Step 3: Compute the Loss for All Samples

Repeating the same process for all four data points:

Experience (x) Salary (y) Predicted $\hat{y}$ Error $(\hat{y} - y)$ Loss $(\hat{y} - y)^2$
3 60 35 -25 625
4 55 45 -10 100
5 66 55 -11 121
6 93 65 -28 784

Table: Computation of predicted values and losses for each data point.

The total loss over all samples is:
$$ L_{\text{total}} = 625 + 100 + 121 + 784 = 1630 $$

Analysis of loss calculation steps

Analysis of loss calculation steps

Step 4: Compute the Derivatives

Next, we compute the gradients (partial derivatives) of the loss function with respect to the parameters $w$ and $b$.

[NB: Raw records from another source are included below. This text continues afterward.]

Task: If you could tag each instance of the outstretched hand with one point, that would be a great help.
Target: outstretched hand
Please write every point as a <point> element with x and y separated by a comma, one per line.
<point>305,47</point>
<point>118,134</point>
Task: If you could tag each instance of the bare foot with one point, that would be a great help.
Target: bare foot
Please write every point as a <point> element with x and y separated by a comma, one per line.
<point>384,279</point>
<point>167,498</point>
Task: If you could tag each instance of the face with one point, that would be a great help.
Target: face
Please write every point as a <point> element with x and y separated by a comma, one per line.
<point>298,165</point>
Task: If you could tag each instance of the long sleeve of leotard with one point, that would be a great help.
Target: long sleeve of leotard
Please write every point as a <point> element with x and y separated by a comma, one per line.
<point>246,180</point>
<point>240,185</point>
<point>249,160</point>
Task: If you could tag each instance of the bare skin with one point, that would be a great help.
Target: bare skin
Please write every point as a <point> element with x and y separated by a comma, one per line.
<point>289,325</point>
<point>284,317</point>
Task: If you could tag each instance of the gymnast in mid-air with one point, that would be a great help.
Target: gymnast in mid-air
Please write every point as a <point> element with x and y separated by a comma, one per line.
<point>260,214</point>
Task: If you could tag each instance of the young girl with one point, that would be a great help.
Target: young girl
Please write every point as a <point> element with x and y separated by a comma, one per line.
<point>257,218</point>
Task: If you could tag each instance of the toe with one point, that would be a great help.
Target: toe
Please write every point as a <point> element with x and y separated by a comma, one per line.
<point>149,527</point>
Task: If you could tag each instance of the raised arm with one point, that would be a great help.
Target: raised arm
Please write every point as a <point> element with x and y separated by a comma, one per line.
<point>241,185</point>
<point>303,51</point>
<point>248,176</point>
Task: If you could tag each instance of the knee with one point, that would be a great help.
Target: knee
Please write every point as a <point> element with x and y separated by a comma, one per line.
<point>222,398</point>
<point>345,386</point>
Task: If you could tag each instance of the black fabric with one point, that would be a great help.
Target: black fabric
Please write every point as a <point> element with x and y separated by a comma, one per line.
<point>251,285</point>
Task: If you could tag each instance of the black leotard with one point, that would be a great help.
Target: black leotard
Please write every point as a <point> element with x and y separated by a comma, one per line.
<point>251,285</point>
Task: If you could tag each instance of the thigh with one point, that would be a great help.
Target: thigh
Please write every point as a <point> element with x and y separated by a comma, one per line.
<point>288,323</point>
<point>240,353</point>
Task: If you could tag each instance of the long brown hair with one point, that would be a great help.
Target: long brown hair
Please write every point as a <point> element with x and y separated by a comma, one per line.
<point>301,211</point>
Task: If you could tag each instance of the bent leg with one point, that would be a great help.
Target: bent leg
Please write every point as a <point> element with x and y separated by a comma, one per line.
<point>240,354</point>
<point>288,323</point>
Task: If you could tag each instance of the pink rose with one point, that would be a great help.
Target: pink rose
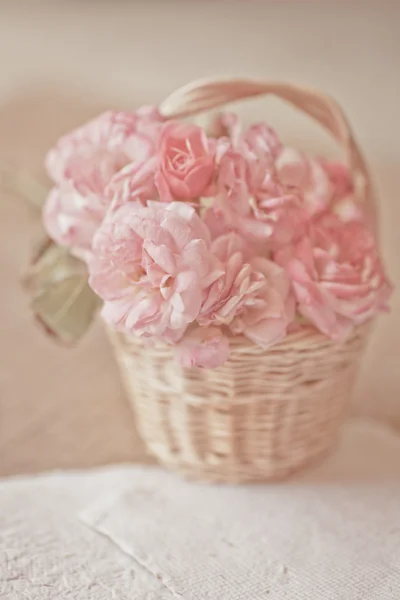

$$ \frac{\partial L}{\partial w} = \frac{\partial (\hat{y} - y)^2}{\partial w} = \frac{\partial (\hat{y} - y)^2}{\partial \hat{y}} \cdot \frac{\partial \hat{y}}{\partial w} $$

Since $\hat{y} = wx + b$, we have:
$$ \frac{\partial \hat{y}}{\partial w} = x $$
Therefore:
$$ \frac{\partial L}{\partial w} = 2(\hat{y} - y)x $$

Similarly, the derivative with respect to $b$ is:
$$ \frac{\partial L}{\partial b} = 2(\hat{y} - y) $$

Step 5: Update the Parameters

Using the computed gradients, we update the model parameters as follows:
$$ w_{\text{new}} = w_{\text{old}} - \eta \frac{\partial L}{\partial w}, \qquad b_{\text{new}} = b_{\text{old}} - \eta \frac{\partial L}{\partial b} $$
where $\eta$ (eta) is the learning rate, controlling how large the update step is in each iteration.

Step 6: Interpretation

After substituting the calculated gradients and applying one update step,
we obtain new values of $w_{\text{new}}$ and $b_{\text{new}}$.
This process continues iteratively across multiple epochs until the loss converges to a minimal value.

Through this example, we can observe that:

  • The initial loss ($L_{\text{total}} = 1630$) is quite high.
  • After updating the parameters, the loss gradually decreases over time.
  • The model converges after several iterations, achieving a better fit between predicted and actual values.